The job of the tokenizer (tokens.e) is to break the code of an Euphoria file into small pieces to make it easier for the program to process. This version also adds the ability to easily modify the way it processes the data.
The main function is tokenize. Give it the a file number or a sequence containing the data, and it will return a sequence in the format {{token,line,col},{token,line,col}...}.
To tokenize a file or a sequence of data, use:
tokens = tokenize(file)
| Name | Description |
|---|---|
| tokens | A list of tokens in the form {{token,line,col},{token,line,col}...} |
| file | A file number or a file name |
To tokenize a string, use:
tokens = tokenize_string(data)
| Name | Description |
|---|---|
| tokens | A list of tokens in the form {{token,line,col},{token,line,col}...} |
| data | The string to tokenize |
| Procedure | Description |
|---|---|
| addWhitespaceDelimiter(delim) | Add a whitespace delimiter. For example:addWhitespaceDelimiter(" ")
addWhitespaceDelimiter("\t")
|
| addNewLineDelimiter(delim) | Add a new-line delimiter. For example:addNewLineDelimiter("\n")
addNewLineDelimiter("\r")
addNewLineDelimiter("\r\n")
|
| addIncludedDelimiter(delim) | Add an included delimiter, like an operator.

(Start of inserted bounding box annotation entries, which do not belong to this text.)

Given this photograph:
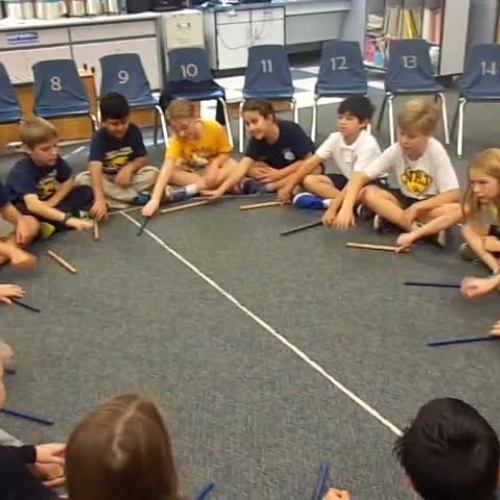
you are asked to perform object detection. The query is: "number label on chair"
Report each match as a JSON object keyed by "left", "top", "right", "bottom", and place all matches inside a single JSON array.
[
  {"left": 181, "top": 63, "right": 198, "bottom": 78},
  {"left": 118, "top": 69, "right": 130, "bottom": 85},
  {"left": 50, "top": 76, "right": 62, "bottom": 92},
  {"left": 481, "top": 61, "right": 497, "bottom": 76},
  {"left": 330, "top": 56, "right": 349, "bottom": 71},
  {"left": 260, "top": 59, "right": 273, "bottom": 73},
  {"left": 402, "top": 56, "right": 418, "bottom": 69}
]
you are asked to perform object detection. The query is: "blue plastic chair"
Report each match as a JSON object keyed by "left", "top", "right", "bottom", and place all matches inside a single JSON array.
[
  {"left": 311, "top": 40, "right": 368, "bottom": 141},
  {"left": 100, "top": 53, "right": 168, "bottom": 145},
  {"left": 33, "top": 59, "right": 97, "bottom": 129},
  {"left": 0, "top": 63, "right": 21, "bottom": 123},
  {"left": 168, "top": 47, "right": 233, "bottom": 147},
  {"left": 239, "top": 45, "right": 298, "bottom": 152},
  {"left": 377, "top": 39, "right": 450, "bottom": 144},
  {"left": 451, "top": 43, "right": 500, "bottom": 156}
]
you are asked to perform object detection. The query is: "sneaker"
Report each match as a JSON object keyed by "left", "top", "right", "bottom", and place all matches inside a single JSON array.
[
  {"left": 241, "top": 179, "right": 267, "bottom": 194},
  {"left": 132, "top": 191, "right": 151, "bottom": 207},
  {"left": 292, "top": 189, "right": 327, "bottom": 210},
  {"left": 373, "top": 214, "right": 386, "bottom": 233},
  {"left": 435, "top": 229, "right": 448, "bottom": 248},
  {"left": 356, "top": 203, "right": 374, "bottom": 221},
  {"left": 38, "top": 222, "right": 56, "bottom": 240}
]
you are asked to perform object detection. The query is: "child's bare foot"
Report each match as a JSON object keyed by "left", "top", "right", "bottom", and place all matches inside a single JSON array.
[
  {"left": 0, "top": 340, "right": 14, "bottom": 365},
  {"left": 10, "top": 248, "right": 36, "bottom": 269}
]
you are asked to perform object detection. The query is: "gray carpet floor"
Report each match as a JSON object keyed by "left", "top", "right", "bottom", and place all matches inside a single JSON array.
[{"left": 0, "top": 85, "right": 500, "bottom": 500}]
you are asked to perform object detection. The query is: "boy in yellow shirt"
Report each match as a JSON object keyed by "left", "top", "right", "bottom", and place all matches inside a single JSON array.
[{"left": 142, "top": 99, "right": 236, "bottom": 217}]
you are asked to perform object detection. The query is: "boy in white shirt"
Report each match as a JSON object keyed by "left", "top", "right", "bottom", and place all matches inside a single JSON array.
[
  {"left": 334, "top": 99, "right": 460, "bottom": 247},
  {"left": 278, "top": 95, "right": 380, "bottom": 220}
]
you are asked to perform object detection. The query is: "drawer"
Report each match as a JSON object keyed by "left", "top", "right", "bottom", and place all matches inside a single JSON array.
[
  {"left": 251, "top": 7, "right": 285, "bottom": 23},
  {"left": 217, "top": 9, "right": 250, "bottom": 24},
  {"left": 70, "top": 21, "right": 156, "bottom": 43},
  {"left": 0, "top": 28, "right": 69, "bottom": 49}
]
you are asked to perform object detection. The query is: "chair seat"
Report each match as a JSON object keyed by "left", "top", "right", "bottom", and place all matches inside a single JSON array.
[
  {"left": 460, "top": 89, "right": 500, "bottom": 102},
  {"left": 385, "top": 82, "right": 444, "bottom": 94},
  {"left": 243, "top": 88, "right": 294, "bottom": 99},
  {"left": 172, "top": 89, "right": 224, "bottom": 101},
  {"left": 314, "top": 83, "right": 368, "bottom": 97},
  {"left": 0, "top": 108, "right": 21, "bottom": 123},
  {"left": 35, "top": 103, "right": 90, "bottom": 118},
  {"left": 128, "top": 95, "right": 158, "bottom": 108}
]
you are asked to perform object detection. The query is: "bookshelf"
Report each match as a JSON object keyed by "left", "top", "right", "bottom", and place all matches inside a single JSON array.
[{"left": 360, "top": 0, "right": 470, "bottom": 76}]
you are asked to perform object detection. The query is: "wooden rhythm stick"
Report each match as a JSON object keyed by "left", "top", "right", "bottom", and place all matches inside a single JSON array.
[
  {"left": 280, "top": 220, "right": 323, "bottom": 236},
  {"left": 160, "top": 200, "right": 210, "bottom": 214},
  {"left": 47, "top": 250, "right": 76, "bottom": 274},
  {"left": 240, "top": 201, "right": 283, "bottom": 210},
  {"left": 346, "top": 243, "right": 409, "bottom": 253}
]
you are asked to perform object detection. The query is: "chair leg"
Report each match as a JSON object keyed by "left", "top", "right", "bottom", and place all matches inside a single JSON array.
[
  {"left": 155, "top": 106, "right": 168, "bottom": 147},
  {"left": 238, "top": 99, "right": 245, "bottom": 153},
  {"left": 377, "top": 93, "right": 389, "bottom": 131},
  {"left": 153, "top": 107, "right": 158, "bottom": 147},
  {"left": 311, "top": 95, "right": 320, "bottom": 142},
  {"left": 291, "top": 97, "right": 299, "bottom": 123},
  {"left": 218, "top": 98, "right": 234, "bottom": 147},
  {"left": 387, "top": 94, "right": 396, "bottom": 146},
  {"left": 437, "top": 92, "right": 450, "bottom": 144},
  {"left": 457, "top": 98, "right": 467, "bottom": 158}
]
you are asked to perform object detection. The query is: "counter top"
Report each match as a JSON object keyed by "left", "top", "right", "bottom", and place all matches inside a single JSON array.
[
  {"left": 0, "top": 12, "right": 161, "bottom": 32},
  {"left": 194, "top": 0, "right": 351, "bottom": 12}
]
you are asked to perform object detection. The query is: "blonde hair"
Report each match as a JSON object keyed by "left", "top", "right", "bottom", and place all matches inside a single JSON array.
[
  {"left": 463, "top": 148, "right": 500, "bottom": 217},
  {"left": 167, "top": 99, "right": 198, "bottom": 121},
  {"left": 65, "top": 394, "right": 180, "bottom": 500},
  {"left": 398, "top": 99, "right": 439, "bottom": 135},
  {"left": 19, "top": 117, "right": 57, "bottom": 149}
]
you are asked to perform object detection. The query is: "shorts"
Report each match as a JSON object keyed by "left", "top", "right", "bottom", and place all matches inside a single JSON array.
[
  {"left": 0, "top": 215, "right": 15, "bottom": 240},
  {"left": 381, "top": 184, "right": 422, "bottom": 210},
  {"left": 325, "top": 174, "right": 387, "bottom": 191},
  {"left": 325, "top": 174, "right": 349, "bottom": 191}
]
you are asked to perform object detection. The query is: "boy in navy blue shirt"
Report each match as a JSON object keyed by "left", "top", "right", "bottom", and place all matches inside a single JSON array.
[
  {"left": 76, "top": 92, "right": 159, "bottom": 220},
  {"left": 7, "top": 118, "right": 93, "bottom": 237}
]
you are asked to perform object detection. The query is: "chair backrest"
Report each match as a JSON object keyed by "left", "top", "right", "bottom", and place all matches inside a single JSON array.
[
  {"left": 317, "top": 40, "right": 368, "bottom": 94},
  {"left": 33, "top": 59, "right": 89, "bottom": 116},
  {"left": 100, "top": 53, "right": 152, "bottom": 104},
  {"left": 459, "top": 43, "right": 500, "bottom": 98},
  {"left": 0, "top": 63, "right": 21, "bottom": 123},
  {"left": 168, "top": 47, "right": 213, "bottom": 83},
  {"left": 243, "top": 45, "right": 293, "bottom": 93},
  {"left": 385, "top": 38, "right": 435, "bottom": 91}
]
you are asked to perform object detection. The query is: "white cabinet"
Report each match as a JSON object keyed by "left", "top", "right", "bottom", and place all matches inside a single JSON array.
[
  {"left": 1, "top": 46, "right": 71, "bottom": 83},
  {"left": 205, "top": 7, "right": 285, "bottom": 70},
  {"left": 73, "top": 38, "right": 161, "bottom": 94}
]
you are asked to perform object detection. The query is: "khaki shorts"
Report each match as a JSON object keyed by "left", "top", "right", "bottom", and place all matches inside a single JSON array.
[{"left": 0, "top": 215, "right": 15, "bottom": 240}]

For
example:addIncludedDelimiter("+")
addIncludedDelimiter("+=")
addIncludedDelimiter("(")
addIncludedDelimiter("}")
|
| addStringDelimiter(delim) | Adds a string delimiter. For example:addStringDelimiter("'")
addStringDelimiter("\"")
|
| addLineComment(delim) | Adds a single-line comment delimiter. For example:addLineComment("--")
|
| addBlockComment(start,end) | Adds block comment syntax, starting with start and
ending with end. For example:addBlockComment("/*","*/")
|
| addNonDelimiter(nondelim) | When nondelim is encountered, it is added to the
current token. One thing to note about the way the
tokenizer works is that it sorts the delimiters list
starting with the longest delimiter and ending with the
shortest. This way, it doesn't call the procedure for +
instead of += when it encounters +=. By using this
procedure with "", if no delimiters are
encountered, then it calls routine.It also allows for
always adding "a" to the current token, though
I don't know of any reason why you would want to.addNonDelimiter("")
|
| addSpecialDelimiter(delim,routine) | When delim is encountered, call routine.global procedure processLineComment(integer whichOne)
if length(token[1]) then
tokens = append(tokens,token)
end if
token = {"",curline,curcol}
while 1 do
if cchar > length(file_data) then
exit
end if
if isNewLine() then
exit
end if
token[1] = token[1] & file_data[cchar]
cchar = cchar + 1
curcol = curcol + 1
end while
tokens = append(tokens,token)
token = {"",curline,curcol}
end procedure
addSpecialDelimiter("--","processLineComment")
-- or
-- addSpecialDelimiter("--",routine_id("processLineComment"))
|
| addExtendedDelimiter(delim,routine,extra) | When delim is encountered, call routine. Store extra
in DELIMITERS[whichOne][3] as in:global procedure processBlockComment(integer whichOne)
if length(token[1]) then
tokens = append(tokens,token)
end if
token = {DELIMITERS[whichOne][1],curline,curcol}
curcol = curcol + length(token[1])
cchar = cchar + length(token[1])
c = DELIMITERS[whichOne][3]
while 1 do
if cchar > length(file_data) then
exit
end if
if cmp() then
token[1] = token[1] & DELIMITERS[whichOne][3]
curcol = curcol + length(DELIMITERS[whichOne][3])
cchar = cchar + length(DELIMITERS[whichOne][3])
exit
end if
token[1] = token[1] & file_data[cchar]
if isNewLine() then
cchar = cchar + length(DELIMITERS[isNewLine()][1])
curcol = 0
curline = curline + 1
else
cchar = cchar + 1
curcol = curcol + 1
end if
end while
tokens = append(tokens,token)
token = {"",curline,curcol}
end procedure
addExtendedDelimiter("/*","processBlockComment","*/")
|